Planned Parenthood of Indiana contends that the state investigators have not provided an explanation for the “sweeping scope” of the request for medical records. "This is a clear-cut case of abuse of power. Instead of protecting medical privacy rights, the attorney general is selling them out to his fishing expedition," Planned Parenthood of Indiana CEO Betty Cockrum said. "We take our patients' privacy very seriously."
Because federal health privacy laws do not apply to investigations of Medicaid fraud or abuse, Planned Parenthood risks losing Medicaid funding if they do not turn over the records of their patients, the Indianapolis Star reports.

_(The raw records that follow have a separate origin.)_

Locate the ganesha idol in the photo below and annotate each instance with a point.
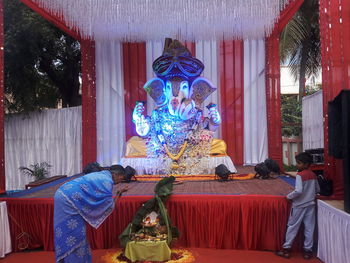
(177, 136)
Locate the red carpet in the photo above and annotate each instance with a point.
(201, 255)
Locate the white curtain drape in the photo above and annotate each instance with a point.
(153, 51)
(333, 234)
(312, 112)
(52, 136)
(255, 121)
(207, 52)
(110, 117)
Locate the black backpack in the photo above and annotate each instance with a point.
(326, 185)
(272, 165)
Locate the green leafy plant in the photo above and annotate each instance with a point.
(38, 170)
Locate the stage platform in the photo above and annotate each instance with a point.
(238, 214)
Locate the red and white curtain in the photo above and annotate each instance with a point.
(123, 68)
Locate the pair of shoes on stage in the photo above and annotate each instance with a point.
(285, 253)
(307, 254)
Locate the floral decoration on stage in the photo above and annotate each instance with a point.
(177, 256)
(177, 131)
(150, 234)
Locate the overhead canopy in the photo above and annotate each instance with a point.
(149, 20)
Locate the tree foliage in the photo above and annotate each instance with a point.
(291, 115)
(42, 63)
(300, 43)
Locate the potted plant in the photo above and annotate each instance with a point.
(38, 170)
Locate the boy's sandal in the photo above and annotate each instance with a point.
(307, 255)
(283, 253)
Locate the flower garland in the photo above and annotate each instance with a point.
(175, 158)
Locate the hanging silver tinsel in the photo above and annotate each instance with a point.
(151, 20)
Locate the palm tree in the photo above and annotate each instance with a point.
(300, 43)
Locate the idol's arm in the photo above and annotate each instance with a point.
(141, 122)
(214, 119)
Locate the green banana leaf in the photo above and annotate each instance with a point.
(163, 190)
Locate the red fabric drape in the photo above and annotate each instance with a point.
(273, 89)
(2, 135)
(134, 66)
(89, 137)
(335, 41)
(58, 21)
(232, 100)
(231, 222)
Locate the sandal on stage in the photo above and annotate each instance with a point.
(307, 254)
(285, 253)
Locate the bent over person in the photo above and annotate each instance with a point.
(85, 199)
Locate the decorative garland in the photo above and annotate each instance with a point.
(175, 158)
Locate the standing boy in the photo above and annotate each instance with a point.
(303, 207)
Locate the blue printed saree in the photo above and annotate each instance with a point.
(85, 199)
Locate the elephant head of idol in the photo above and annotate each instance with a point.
(178, 85)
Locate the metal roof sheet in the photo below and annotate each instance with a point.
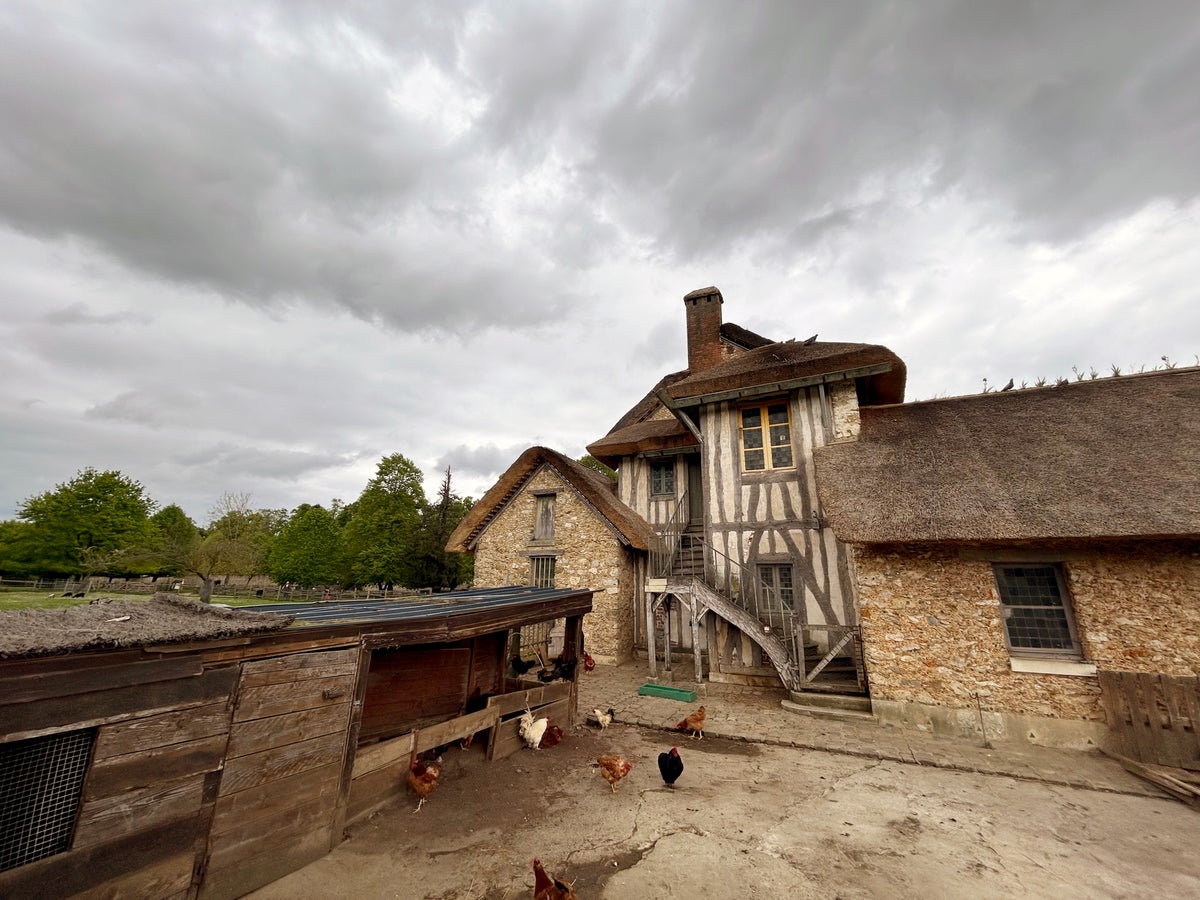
(430, 607)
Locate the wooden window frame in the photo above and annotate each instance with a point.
(667, 467)
(544, 504)
(1008, 610)
(773, 585)
(540, 565)
(767, 445)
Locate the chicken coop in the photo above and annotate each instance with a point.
(177, 750)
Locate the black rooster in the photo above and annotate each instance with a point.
(670, 766)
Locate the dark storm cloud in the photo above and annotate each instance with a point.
(263, 160)
(1063, 115)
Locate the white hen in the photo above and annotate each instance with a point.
(532, 730)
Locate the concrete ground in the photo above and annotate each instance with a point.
(771, 803)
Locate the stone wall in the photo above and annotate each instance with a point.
(935, 649)
(844, 405)
(588, 556)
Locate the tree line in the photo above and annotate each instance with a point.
(106, 523)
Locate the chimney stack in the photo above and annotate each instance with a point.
(703, 309)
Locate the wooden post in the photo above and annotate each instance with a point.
(651, 653)
(573, 651)
(666, 635)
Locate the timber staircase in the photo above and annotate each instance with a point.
(682, 568)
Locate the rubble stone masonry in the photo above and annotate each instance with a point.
(588, 555)
(934, 640)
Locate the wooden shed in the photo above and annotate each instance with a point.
(177, 750)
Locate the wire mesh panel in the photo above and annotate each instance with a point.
(41, 781)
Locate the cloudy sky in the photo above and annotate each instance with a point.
(256, 246)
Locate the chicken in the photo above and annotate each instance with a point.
(694, 723)
(521, 666)
(604, 719)
(532, 730)
(670, 766)
(547, 887)
(423, 778)
(613, 768)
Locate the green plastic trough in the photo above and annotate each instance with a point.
(659, 690)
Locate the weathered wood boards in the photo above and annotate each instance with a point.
(279, 792)
(1153, 718)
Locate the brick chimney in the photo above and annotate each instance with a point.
(703, 309)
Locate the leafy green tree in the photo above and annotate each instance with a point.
(18, 550)
(237, 541)
(94, 522)
(594, 463)
(383, 529)
(309, 549)
(433, 567)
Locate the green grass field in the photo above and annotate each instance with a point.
(46, 600)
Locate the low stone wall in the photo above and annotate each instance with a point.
(934, 640)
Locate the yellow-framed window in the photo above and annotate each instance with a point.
(766, 437)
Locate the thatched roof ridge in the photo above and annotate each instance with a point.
(594, 487)
(789, 360)
(743, 337)
(125, 624)
(640, 437)
(1113, 457)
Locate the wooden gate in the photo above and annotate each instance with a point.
(1153, 718)
(277, 801)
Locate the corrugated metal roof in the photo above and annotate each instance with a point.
(430, 607)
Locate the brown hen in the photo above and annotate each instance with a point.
(613, 768)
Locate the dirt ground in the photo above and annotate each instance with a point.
(753, 821)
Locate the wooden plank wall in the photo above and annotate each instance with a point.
(408, 688)
(1153, 718)
(279, 793)
(162, 725)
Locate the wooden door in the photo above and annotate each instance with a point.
(277, 801)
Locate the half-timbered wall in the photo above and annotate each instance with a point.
(773, 516)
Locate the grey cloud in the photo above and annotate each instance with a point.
(79, 313)
(233, 462)
(144, 408)
(485, 460)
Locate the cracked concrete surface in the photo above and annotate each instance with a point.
(754, 820)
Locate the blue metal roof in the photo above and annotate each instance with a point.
(418, 609)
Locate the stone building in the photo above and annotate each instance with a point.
(1012, 547)
(551, 521)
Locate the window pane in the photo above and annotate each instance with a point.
(1036, 616)
(544, 526)
(543, 575)
(1042, 629)
(663, 478)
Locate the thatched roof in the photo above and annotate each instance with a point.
(766, 365)
(126, 623)
(779, 363)
(594, 487)
(1114, 457)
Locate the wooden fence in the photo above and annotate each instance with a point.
(1153, 718)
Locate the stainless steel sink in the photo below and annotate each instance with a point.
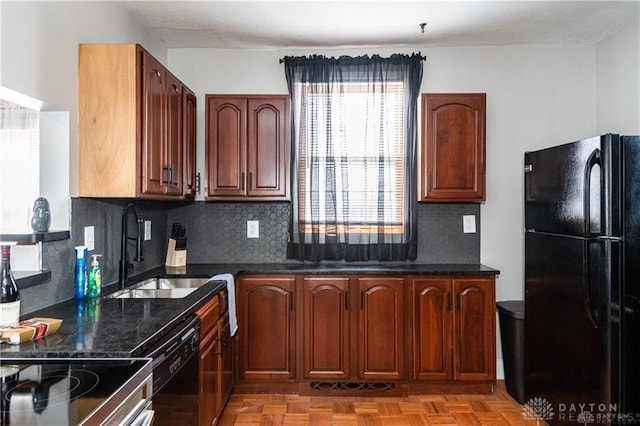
(156, 288)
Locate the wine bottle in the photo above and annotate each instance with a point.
(10, 296)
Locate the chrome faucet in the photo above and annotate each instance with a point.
(126, 266)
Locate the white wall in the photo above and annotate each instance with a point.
(618, 82)
(39, 58)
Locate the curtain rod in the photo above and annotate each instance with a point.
(424, 58)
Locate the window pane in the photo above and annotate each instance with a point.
(352, 156)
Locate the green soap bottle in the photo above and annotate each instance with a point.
(95, 277)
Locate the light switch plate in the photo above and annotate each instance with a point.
(147, 230)
(89, 238)
(253, 229)
(469, 223)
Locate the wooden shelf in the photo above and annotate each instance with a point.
(36, 237)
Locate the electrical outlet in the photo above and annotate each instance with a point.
(89, 238)
(253, 229)
(147, 230)
(469, 224)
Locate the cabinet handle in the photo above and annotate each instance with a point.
(168, 170)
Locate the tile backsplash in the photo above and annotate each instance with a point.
(217, 233)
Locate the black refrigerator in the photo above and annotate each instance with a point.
(582, 281)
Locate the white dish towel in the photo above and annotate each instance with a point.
(231, 292)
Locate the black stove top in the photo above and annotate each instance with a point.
(60, 391)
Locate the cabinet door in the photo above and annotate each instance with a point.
(189, 144)
(153, 125)
(326, 327)
(267, 147)
(432, 329)
(209, 406)
(267, 328)
(381, 328)
(227, 364)
(172, 164)
(474, 328)
(226, 143)
(453, 147)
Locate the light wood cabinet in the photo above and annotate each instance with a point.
(247, 147)
(453, 163)
(267, 324)
(131, 114)
(454, 328)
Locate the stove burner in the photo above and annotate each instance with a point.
(80, 382)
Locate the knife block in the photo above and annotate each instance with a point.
(177, 252)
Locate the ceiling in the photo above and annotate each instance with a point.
(339, 24)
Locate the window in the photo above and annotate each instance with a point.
(354, 157)
(19, 174)
(369, 148)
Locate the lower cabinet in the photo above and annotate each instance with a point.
(216, 359)
(325, 331)
(209, 407)
(326, 334)
(380, 328)
(453, 328)
(267, 325)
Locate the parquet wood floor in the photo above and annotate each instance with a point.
(495, 409)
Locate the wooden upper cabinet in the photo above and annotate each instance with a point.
(130, 124)
(189, 144)
(381, 328)
(326, 327)
(453, 147)
(247, 147)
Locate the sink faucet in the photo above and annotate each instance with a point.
(125, 265)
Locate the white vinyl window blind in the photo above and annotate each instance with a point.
(20, 170)
(352, 155)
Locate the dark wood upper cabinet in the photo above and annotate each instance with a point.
(247, 147)
(381, 328)
(453, 147)
(326, 342)
(189, 144)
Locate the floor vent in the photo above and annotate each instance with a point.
(353, 386)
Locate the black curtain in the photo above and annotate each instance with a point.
(341, 207)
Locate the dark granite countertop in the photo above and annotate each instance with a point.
(120, 328)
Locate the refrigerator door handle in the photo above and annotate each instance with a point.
(594, 159)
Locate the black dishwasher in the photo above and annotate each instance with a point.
(175, 375)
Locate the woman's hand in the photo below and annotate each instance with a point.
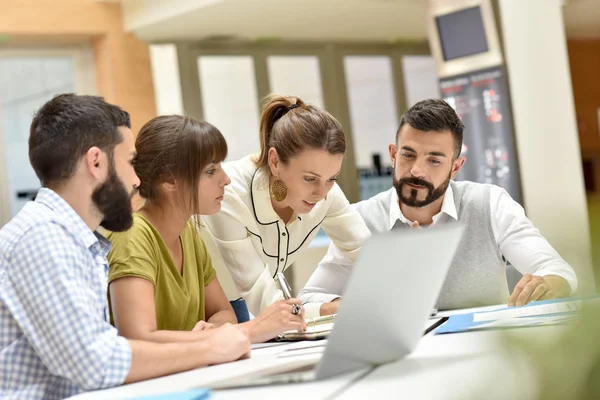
(276, 319)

Similarly, Kansas Attorney General Phill Kline has been on a mission since last fall to obtain the unedited medical records of 90 women and girls who sought late-term abortions in 2003, claiming that he needs these records in order to prosecute child rape. However, Kline has also subpoenaed the records of women over the age of 16, which is the age of legal consent in the state. Attorneys for the two clinics targeted by Kline have told the Kansas Supreme Court that “the logical and natural progression of this action could well be a knock on the door of a woman who exercised her constitutional right to privacy, by special agents of the attorney general who seek to inquire into her personal, medical, sexual or legal history.”
In 2004, then US Attorney General John Ashcroft sought abortion records from hospitals and Planned Parenthood clinics in order to prosecute those who had violated the abortion procedures ban passed by Congress in 2003. Several federal judges ruled against Ashcroft’s action, and the abortion procedures ban has since been ruled unconstitutional three times.